Global consulting firm Accenture announced Thursday that it expects third-quarter revenue to fall short of Wall Street predictions as corporate clients reduce spending on major technology projects. The Dublin-based company's stock dropped 3% in early trading following the announcement.

Global technology consulting firm Accenture announced Thursday that its upcoming quarterly revenue projections fall short of Wall Street expectations, citing corporate clients’ hesitancy to invest in major information technology overhaul projects during uncertain economic times.
Following the announcement, stock prices for the Dublin-based consulting giant dropped 3% during pre-market trading sessions.
Economic headwinds have created obstacles for Accenture, as business customers postpone extensive digital modernization initiatives while prioritizing budget management and shorter-term projects instead of comprehensive system upgrades.
For its fiscal third quarter, Accenture anticipates revenue ranging from $18.35 billion to $19.00 billion.

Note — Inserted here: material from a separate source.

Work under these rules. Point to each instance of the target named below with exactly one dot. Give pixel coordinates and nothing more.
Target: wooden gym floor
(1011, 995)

The middle point of this projection sits below the $18.72 billion average prediction from Wall Street analysts, based on LSEG data compilation.
During the second quarter, the company’s revenue climbed 8% to reach $18.04 billion, surpassing analyst predictions of $17.84 billion.
The technology firm posted earnings of $2.93 per share, an increase from the $2.82 per share recorded during the corresponding quarter in the previous year.
Contract bookings, which indicate potential future revenue streams, increased 6% to $22.1 billion throughout the second quarter period.